Son olarak Galatasaray formasını giymeyi haketmeyen oyuncu topluluğu. Bu takımda Ayhan'ın, Barış'ın, Sarp'ın, Serdar Özkan'ın, Gökhan Zan'ın, Hakan Balta'nın, Aydın'ın işi yok. Bu halleriyle Cana'nın, Pino'nun ve Elano'nun da oynamaya hakkı yok. Aykut'tan zaten ümidimi kesmiştim. Dünkü maç gösterdi ki Ufuk da ancak yedek kalecisi olur bu takımın. Kaleden başlayarak takımın hemen her bölgesine büyük çapta bir revizyon gerekiyor. Ama sezon içinde olduğumuz ve devre arası transferlerinin de faydasız olmaları sebebiyle yapılacak şey belli. Takımın başına bu ruhsuzlar topluluğunu bir nebze ateşleyebilecek bir hoca acilen getirilmeli. Sezon sonuna kadar bu takımla gidebildiği yere gidilmeli. Yönetimin taraftara sus payı olarak Arena'ya transfer adı altında devre arası saçma sapan transferler yapması engellenmeli. Bu hocanın kuracağı ekip şimdiden transfer çalışmalarına başlamalı, bütün sezon takip edilen 5-6 önemli noktaya oyuncular sezon biter bitmez transfer edilmeli ve kampa katılmalılar. Ancak böyle geniş ve planlı bir revizyon Galatasaray'ın önünü açar. Günü kurtarma çabaları ise daha da batağa sürükler.

1 yorum:

  1. Bu duruma geleceğimiz aslında gecen sene 2. yarıda belliydi. gectıgımız hazıran ayında neşter vurulması gerekiyordu ama olmadı üstüne bı de yapılan transferler gecikince ister istemez bu sonuc dogdu. Ben yazın 50 defa rijkaard 5. hafta sonunda yollanır demıstım, kısmet 8. haftadaymıs!!

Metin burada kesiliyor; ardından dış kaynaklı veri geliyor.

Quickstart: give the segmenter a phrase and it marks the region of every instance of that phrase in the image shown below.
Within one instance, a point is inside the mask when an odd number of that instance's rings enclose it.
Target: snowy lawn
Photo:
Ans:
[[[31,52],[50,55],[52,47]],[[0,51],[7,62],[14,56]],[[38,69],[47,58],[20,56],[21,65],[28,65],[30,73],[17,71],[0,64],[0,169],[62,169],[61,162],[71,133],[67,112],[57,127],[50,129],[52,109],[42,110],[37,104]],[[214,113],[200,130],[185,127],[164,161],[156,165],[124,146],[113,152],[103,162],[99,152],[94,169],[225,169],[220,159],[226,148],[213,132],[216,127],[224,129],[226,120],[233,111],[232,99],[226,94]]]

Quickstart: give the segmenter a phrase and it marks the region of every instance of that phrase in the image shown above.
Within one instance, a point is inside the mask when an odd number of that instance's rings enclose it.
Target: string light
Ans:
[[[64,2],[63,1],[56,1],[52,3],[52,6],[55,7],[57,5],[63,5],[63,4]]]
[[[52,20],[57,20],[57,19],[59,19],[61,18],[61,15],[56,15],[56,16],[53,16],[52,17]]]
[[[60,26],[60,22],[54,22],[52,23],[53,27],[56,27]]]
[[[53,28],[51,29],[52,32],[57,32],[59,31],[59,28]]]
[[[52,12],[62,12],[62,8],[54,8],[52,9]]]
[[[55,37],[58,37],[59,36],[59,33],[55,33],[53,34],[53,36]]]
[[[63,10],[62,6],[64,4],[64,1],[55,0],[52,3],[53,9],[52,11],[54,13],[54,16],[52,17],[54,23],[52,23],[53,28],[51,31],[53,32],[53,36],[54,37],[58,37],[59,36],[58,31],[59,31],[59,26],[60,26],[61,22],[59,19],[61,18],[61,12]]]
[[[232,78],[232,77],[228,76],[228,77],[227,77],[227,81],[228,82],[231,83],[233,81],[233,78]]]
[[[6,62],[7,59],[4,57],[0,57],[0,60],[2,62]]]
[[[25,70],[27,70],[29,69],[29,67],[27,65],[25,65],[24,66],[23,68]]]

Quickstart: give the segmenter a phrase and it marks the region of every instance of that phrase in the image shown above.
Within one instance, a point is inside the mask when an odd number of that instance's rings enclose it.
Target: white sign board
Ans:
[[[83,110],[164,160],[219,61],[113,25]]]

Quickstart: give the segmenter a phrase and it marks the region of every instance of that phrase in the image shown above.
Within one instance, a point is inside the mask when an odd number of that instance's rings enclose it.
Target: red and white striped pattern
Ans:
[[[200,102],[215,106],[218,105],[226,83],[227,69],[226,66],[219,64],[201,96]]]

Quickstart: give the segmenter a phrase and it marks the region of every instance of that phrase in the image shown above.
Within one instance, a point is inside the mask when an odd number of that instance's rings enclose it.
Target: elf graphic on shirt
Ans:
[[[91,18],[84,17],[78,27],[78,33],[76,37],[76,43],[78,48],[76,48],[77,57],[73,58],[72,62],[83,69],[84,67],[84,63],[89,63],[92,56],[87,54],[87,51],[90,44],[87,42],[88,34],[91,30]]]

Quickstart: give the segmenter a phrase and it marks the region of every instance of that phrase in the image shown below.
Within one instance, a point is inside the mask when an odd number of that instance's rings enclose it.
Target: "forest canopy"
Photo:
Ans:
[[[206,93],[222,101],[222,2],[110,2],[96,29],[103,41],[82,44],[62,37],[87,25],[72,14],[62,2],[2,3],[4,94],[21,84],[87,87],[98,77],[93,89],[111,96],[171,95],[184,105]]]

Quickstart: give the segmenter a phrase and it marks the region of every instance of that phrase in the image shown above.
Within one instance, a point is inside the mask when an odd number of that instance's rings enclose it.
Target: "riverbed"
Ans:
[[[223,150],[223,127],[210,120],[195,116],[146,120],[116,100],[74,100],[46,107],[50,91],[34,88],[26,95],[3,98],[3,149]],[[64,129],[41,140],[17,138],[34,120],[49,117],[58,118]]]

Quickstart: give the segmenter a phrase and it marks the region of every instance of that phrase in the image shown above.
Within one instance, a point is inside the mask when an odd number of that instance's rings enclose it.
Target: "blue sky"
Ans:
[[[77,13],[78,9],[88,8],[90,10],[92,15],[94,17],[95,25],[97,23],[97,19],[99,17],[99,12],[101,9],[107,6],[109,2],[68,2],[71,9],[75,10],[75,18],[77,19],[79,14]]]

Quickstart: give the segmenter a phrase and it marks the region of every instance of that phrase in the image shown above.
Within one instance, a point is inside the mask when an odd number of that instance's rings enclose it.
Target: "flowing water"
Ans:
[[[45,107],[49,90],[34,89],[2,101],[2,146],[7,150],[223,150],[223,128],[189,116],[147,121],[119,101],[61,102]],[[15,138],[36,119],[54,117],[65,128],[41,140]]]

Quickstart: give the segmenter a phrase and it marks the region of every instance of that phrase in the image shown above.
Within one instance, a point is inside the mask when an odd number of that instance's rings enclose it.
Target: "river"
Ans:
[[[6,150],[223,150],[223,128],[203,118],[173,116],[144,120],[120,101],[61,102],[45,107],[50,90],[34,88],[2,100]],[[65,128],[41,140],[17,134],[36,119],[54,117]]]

    Yonetım bugun toplanıp karar alacaktı, bıraz once bıten toplantının ardından basın acıklamasında ''butun kararlar alındı ama haftaıcı acıklıcaz'' gıbı sacmasapan ıfadeler kullanıldı!! yanı bole bısey olabılır mı? sen hocayı kovuyosun ama 2 gun sonra acıklıcaksın!!! Bugun bır daha anlasıldı kı bu yonetımın de acılen degısmesı gerekıyor. Aama maalesef ''Galatasaray etıği'' geregı kongre olmadan bunlar koltuklarından ayrılmazlar.
    Artık bu sene tamamen unutulup eldkı oyuncularla bır sene sonra kımden faydalanılır'ın hesabını yapmak lazım. Bi de sezonu kupasız kapatmamamak adına Turkıye kupasına odaklanmak gerekıyor. Su bir gercek kı yarın ya da carsamba gunu rıjkaard 10 bavul ve 2 mılyon euro tazmınatla Ataturk havalımanında basın mensuplarına gulerken poz verecek. Pekı kım gelır dersenız cok zor bır durum, gelen hocadan bırsey beklememek lazım. lıgın ortasında yabancı hocaya genelde karsıyım, gonlumden Abdullah Avcı Geçiyor ama bugunku roportajında teklıf gelırse kesınlıkle kabul etmeyecegını soyledi. Şöyle bır formul de suan ıcın uygun olabılır dıye dusunuyorum: Fatıh Terım-Tugay Kerımoglu ıkılısı bu yılı beraber sekılde goturur, onumuzdekı sene de Tugay takımın tamamen tek patronu olur. Ama umarım buyuk kaptan bulentın teknık dırektorlugunu bıtırdıgımız gıbı tugayın da karıyerını bıtırmeyız.